Contudo, se a polêmica se desenvolve, a reticência em mudar de política permanece forte. Alguns fabricantes de vacinas se mostram muito favoráveis a uma vacinação preventiva, desde que ela seja corretamente organizada e que as modalidades de financiamento sejam claramente definidas. Até propõem que a vacina atual sirva para testar a possibilidade de uma vacinação de rotina contra as meningites meningocócicas, como é o caso, nos países industrializados, da vacinação contra o Haemophilus influenzae B, recomendada para bebês.8 A vacinação coletiva poderia ser estendida a inúmeras estruturas — escolas, centros de saúde, vacinação itinerante —, o que permitiria atingir amplamente a população-alvo, essencialmente as crianças de menos de 15 anos.

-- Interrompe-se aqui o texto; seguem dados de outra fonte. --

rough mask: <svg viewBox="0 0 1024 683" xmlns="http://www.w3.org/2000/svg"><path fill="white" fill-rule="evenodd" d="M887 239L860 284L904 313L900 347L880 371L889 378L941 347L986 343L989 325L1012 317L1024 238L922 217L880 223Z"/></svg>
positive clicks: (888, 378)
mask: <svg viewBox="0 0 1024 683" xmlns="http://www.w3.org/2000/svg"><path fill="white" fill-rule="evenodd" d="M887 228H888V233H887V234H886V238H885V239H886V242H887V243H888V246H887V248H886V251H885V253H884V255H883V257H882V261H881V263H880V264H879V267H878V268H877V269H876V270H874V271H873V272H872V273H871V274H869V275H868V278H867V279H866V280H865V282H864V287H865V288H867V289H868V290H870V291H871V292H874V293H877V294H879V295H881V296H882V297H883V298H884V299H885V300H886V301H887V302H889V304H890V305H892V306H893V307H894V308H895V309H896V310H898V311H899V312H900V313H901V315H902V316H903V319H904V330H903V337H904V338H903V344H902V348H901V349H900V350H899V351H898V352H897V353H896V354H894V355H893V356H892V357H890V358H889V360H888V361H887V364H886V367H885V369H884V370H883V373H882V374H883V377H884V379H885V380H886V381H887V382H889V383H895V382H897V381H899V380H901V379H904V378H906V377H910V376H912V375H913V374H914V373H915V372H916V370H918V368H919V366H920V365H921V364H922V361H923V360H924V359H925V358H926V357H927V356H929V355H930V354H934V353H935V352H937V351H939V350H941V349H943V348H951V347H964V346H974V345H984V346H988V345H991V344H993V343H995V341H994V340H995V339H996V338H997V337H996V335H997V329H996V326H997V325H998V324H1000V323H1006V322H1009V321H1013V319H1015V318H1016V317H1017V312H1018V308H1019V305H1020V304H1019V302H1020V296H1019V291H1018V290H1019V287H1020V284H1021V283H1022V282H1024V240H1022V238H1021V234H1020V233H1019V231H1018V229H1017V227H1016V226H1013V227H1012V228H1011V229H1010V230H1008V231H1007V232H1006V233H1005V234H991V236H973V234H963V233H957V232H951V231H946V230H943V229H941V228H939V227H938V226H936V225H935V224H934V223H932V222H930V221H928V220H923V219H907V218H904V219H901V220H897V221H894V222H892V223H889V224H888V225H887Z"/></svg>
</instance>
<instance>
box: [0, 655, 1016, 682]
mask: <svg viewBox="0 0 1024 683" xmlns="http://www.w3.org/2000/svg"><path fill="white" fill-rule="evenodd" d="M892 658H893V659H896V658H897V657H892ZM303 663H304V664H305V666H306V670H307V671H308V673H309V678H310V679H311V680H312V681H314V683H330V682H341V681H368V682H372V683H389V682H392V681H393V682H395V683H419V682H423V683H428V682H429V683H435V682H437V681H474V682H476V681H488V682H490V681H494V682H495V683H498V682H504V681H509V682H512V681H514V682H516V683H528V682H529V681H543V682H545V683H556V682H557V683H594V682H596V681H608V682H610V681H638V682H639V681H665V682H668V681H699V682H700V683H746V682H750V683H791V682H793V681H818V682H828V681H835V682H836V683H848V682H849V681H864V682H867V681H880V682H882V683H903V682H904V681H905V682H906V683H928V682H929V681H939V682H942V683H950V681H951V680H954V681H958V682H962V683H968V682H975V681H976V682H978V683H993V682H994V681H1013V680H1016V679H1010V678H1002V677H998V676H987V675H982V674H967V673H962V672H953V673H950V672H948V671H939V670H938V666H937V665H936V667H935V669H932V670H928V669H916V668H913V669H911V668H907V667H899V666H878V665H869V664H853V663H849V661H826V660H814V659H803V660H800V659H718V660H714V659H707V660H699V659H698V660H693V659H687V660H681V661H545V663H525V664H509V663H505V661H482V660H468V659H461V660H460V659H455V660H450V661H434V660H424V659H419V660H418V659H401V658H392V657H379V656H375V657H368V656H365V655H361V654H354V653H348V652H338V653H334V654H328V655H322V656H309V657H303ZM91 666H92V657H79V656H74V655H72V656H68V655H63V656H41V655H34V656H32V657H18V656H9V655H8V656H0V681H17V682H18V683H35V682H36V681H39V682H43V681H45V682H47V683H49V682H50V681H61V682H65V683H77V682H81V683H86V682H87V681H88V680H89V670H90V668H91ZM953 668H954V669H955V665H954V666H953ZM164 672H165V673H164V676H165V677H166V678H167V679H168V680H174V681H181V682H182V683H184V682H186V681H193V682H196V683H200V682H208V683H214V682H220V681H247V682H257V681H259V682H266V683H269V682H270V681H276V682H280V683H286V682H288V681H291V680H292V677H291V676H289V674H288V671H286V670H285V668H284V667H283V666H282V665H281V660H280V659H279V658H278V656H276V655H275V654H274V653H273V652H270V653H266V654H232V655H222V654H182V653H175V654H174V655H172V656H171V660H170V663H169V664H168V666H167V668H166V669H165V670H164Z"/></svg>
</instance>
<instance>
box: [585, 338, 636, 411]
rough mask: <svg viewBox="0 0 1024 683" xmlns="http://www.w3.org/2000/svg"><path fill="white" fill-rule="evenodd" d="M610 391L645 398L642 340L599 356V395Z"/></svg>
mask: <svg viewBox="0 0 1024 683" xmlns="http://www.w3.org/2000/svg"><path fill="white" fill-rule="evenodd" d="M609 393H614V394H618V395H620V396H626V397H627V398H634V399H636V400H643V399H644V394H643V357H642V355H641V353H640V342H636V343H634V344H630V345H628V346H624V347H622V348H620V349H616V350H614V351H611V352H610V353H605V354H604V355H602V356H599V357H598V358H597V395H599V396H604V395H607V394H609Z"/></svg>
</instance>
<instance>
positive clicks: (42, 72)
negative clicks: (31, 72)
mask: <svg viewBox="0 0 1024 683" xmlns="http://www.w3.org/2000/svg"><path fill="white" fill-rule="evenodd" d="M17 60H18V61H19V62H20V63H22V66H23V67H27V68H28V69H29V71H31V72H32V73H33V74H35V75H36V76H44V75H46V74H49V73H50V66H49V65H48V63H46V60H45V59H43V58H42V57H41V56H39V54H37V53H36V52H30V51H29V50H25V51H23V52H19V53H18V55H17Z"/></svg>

A atual vacina é barata. A próxima, na melhor das hipóteses só será comercializada daqui a três anos, e a um preço provavelmente dez vezes superior

Entretanto, o financiamento dessas opções permanece um tema delicado. A Unicef exige, por uma questão de princípio, que a vacinação infantil continue gratuita: a cobertura de custos, conforme o esquema fixado pela “Iniciativa de Bamako”, torna-se, portanto, impossível. Por outro lado, a ajuda internacional encontra uma justificativa mais fácil no controle de uma epidemia que em sua prevenção. O mesmo ocorre, sem dúvida, com certos operadores, presentes na linha de frente por ocasião de campanhas de vacinação de circunstância, que não poderiam participar de operações de rotina, pois sua operacionalização é da competência principal das autoridades sanitárias nacionais.
O desenvolvimento da vacinação preventiva é prejudicado pela irregularidade dos financiamentos e pela falta de interesse dos meios de comunicação. Mas o sistema de vacinação de urgência tem como efeito pernicioso o de manter os países endêmicos em estado de dependência diante de seus parceiros habituais — cada um parecendo resolver sua parte do problema. Com exceção, talvez, das populações…
(Trad. Celeste Marcondes)

1 – Ler, de John B. Robbins et al. , “Love’s labours lost: failure to implement mass vaccination against group A meningococcal meningitis in sub-Saharan Africa”, The Lancet, Londres, 1997, nº 350.

2 – OMS, “Resposta à meningite epidêmica na África”, Relevé Epidémiologique Hebdomadaire, Genebra, 1997, nº 72.

3 – Ler, de Jacques Hassan et al. , “Meningococcal immunisation and protection from epidemics”, The Lancet, Londres, 1998, nº 352.

4 – Ler, de Jean-Philippe Chippaux et al., “Preventive immunisation could reduce the risk of meningococcal epidemics in the African meningitis belt”, Annals of Tropical Medicine and Parasitology, Liverpool, 1999, nº 93.